Without meaning to sound pretentious, why on earth would anyone want to call their band Keith? I mean, who is Keith? What is his purpose? And what makes him so bloody special that he's had a pop group named after him?
You see, sometimes, a name can be enough to put even the most casual music appreciative off for life, without ever having heard the artist themselves. Dumpy's Rusty Nuts, Dustin's Bar Mitzvah, Lazarus Clamp, James Blunt...alright, so ignore the last one but I'm sure you get the gist. Worryingly, Keith could find themselves added to that list without anyone ever finding out what potentially prodiguous talents their Mancunian melting pot is made of.
Almost four years old now, they've taken the time to gather their collective influences and hone a sound that really doesn't copy anyone in particular yet buzzes with a sense of familiarity in the knowledge that sometime, somewhere, you've probably heard something like this before. Or maybe its just the fact that like any decent band worth the average sized packet of Saxa, they've an abundance of tunes, that stretch from uplifting laments such as recent single 'Back There', to poignant melodrama like the beguiling 'Gunshot Revelry'. Add to that the industrialised post-baggy-rock of 'The Miller' and you've a breeding ground for eclecticism not felt around the homo-genre-ised UK music scene for a fair while.

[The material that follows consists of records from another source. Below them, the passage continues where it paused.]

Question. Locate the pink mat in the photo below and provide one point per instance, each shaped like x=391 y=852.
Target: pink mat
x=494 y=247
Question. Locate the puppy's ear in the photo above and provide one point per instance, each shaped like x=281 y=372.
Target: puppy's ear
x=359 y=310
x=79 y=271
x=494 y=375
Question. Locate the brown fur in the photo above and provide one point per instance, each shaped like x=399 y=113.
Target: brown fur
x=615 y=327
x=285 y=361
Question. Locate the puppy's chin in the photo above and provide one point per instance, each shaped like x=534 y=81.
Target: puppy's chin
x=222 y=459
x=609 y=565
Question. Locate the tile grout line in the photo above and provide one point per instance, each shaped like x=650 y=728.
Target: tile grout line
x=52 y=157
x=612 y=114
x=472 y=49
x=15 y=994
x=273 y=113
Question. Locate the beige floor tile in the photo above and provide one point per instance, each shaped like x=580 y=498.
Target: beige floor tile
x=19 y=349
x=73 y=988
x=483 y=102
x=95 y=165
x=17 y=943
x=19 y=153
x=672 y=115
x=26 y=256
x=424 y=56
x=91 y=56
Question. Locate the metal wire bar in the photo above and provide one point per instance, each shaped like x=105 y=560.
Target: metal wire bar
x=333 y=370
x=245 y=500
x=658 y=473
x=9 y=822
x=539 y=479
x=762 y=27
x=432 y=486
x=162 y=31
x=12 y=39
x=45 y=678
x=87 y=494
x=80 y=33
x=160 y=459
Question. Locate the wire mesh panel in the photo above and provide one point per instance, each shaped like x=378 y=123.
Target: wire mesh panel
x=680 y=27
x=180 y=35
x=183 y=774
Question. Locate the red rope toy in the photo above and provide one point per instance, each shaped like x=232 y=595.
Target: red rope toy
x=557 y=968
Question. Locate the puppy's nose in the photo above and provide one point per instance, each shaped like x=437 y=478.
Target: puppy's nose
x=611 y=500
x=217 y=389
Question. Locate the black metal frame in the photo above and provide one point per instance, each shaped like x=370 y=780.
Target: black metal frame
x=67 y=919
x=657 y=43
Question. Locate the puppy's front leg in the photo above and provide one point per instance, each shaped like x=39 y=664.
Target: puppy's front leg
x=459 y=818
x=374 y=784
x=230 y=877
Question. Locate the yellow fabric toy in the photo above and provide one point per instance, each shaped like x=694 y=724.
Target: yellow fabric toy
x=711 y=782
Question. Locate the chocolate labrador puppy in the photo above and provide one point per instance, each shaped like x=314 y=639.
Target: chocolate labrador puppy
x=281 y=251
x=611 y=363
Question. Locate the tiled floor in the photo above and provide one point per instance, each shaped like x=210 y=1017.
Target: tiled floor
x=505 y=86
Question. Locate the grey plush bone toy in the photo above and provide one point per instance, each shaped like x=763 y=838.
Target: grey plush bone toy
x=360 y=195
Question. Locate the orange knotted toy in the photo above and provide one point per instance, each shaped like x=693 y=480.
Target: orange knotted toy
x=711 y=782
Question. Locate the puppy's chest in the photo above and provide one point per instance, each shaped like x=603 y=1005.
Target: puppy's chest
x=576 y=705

Musically, the band obviously draw their influences from the classic artists of their locality, with singer Oli Bayston's vocal pronunciations ebbing between a latterday Ian Brown and in the more subservient moments, a slightly less emaciated Jimi Goodwin comes to the fore. Add to this the classy without being so far up his own behind he regurgitates his breakfast guitar playing of Mark Nicholls and a rock steady without being overly formulaic rhythm section and you have an album that references everything from dissipated ballads to fast moving, almost country-esque diatribes.
After such a long time in the making, 'Red Thread' is undoubtedly worth the wait. Sort the name out and you never know what the future might hold?